Each of these companies has attracted big investment from noted and successful financiers and venture capitalists, including Bill Gates (Microsoft), Biz Stone (Twitter), and Peter Thiel (Paypal, Facebook). These are individuals not in the habit of making losing bets. Their involvement is supplying the resources, legitimacy and prestige that altering our consumption patterns will require.
Fundamentally, the economics here is simple.
There is a huge new market coming online throughout the world and we do not have the capacity or resources to meet this demand. The people who solve this problem stand to make a lot of money.

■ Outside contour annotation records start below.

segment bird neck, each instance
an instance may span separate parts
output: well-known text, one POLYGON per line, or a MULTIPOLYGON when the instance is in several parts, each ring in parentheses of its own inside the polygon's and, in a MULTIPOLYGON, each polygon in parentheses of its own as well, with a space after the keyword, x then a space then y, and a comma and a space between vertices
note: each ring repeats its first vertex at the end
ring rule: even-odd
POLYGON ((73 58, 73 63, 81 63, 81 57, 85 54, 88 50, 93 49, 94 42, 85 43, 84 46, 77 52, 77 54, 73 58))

The current moment presents an opportunity to reinvigorate industry, transform the relationship between humanity and the environment, address animal welfare concerns, and feed the world. The necessity and desire for change will be driven by the gross imbalance in supply and demand in our current systems. Technological developments are providing high quality, sustainable products like the lab-grown and plant-based meats. And the enormous market opportunity that these developments represent is clear.
We are nearing a crisis point. But the tools we need to drive change are no longer the stuff of science science fiction. They are here now, and they need us to understand their potential benefits for humans, animals and the environment.
Just as social justice and food securities will not create the momentum for change on their own, neither will scientific development, economics, or animal-rights activism. But together, this coalition is formidable.